However, the downside of too much praise is that kids may start to focus on the reward rather than what they are learning.
Worse, failure can be devastating and confusing for a student whose confidence is based on an inflated ego, rather than on his
or her actual abilities, the magazine notes.
This doesn't mean we shouldn't praise our kids or that teachers shouldn’t encourage self-confidence, but rather, self-esteem
should be the result of good grades and achievement, and not based on false accomplishments.
Parents and teachers should be specific rather than general when they dispense praise.
An example of general praise is telling a child, “You’re smart.'’
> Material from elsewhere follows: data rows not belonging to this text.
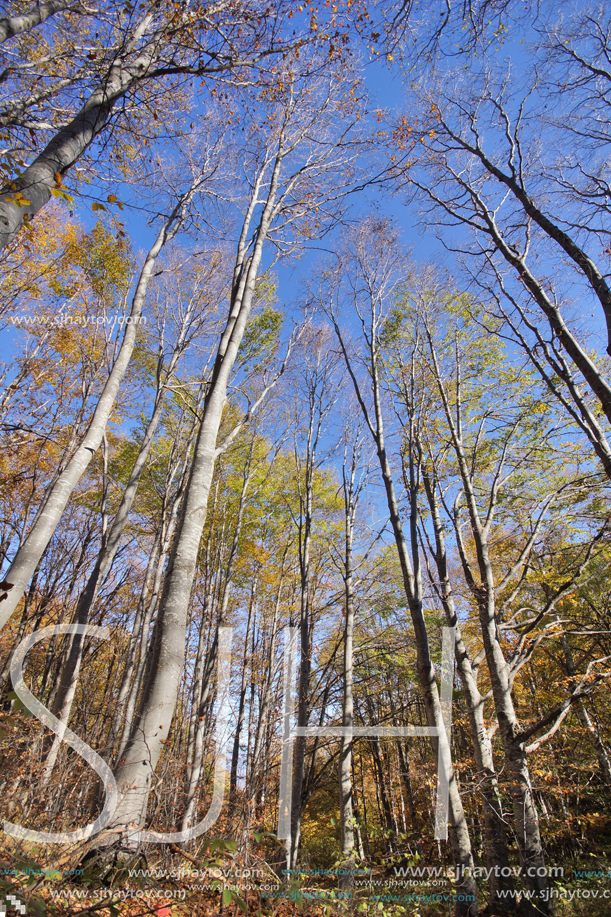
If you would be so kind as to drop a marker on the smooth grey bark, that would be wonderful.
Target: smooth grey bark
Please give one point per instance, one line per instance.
(62, 703)
(206, 662)
(16, 25)
(68, 145)
(317, 383)
(34, 545)
(139, 654)
(524, 805)
(134, 777)
(412, 581)
(495, 829)
(351, 495)
(235, 753)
Specific praise would be to say, “You did a good job reading,'’ or “You did great on your math test.'’
Kids who receive general praise about their abilities are more likely to exhibit “helpless” behavior when they encounter problems
with learning, compared with kids who receive specific praise about their achievement on a task.
The reason appears to be that when a child who knows she’s is a smart girl, feels defeated if she has trouble reading a
sentence. But a child who has been told she is a good reader is more likely to have confidence in that specific ability and work a
little harder to tackle a more difficult book.
In a nut shell; If we give positive feedback, followed by positive tips on betterment, we grant our children the desire to further
achieve, rather than rob them of a desire to improve.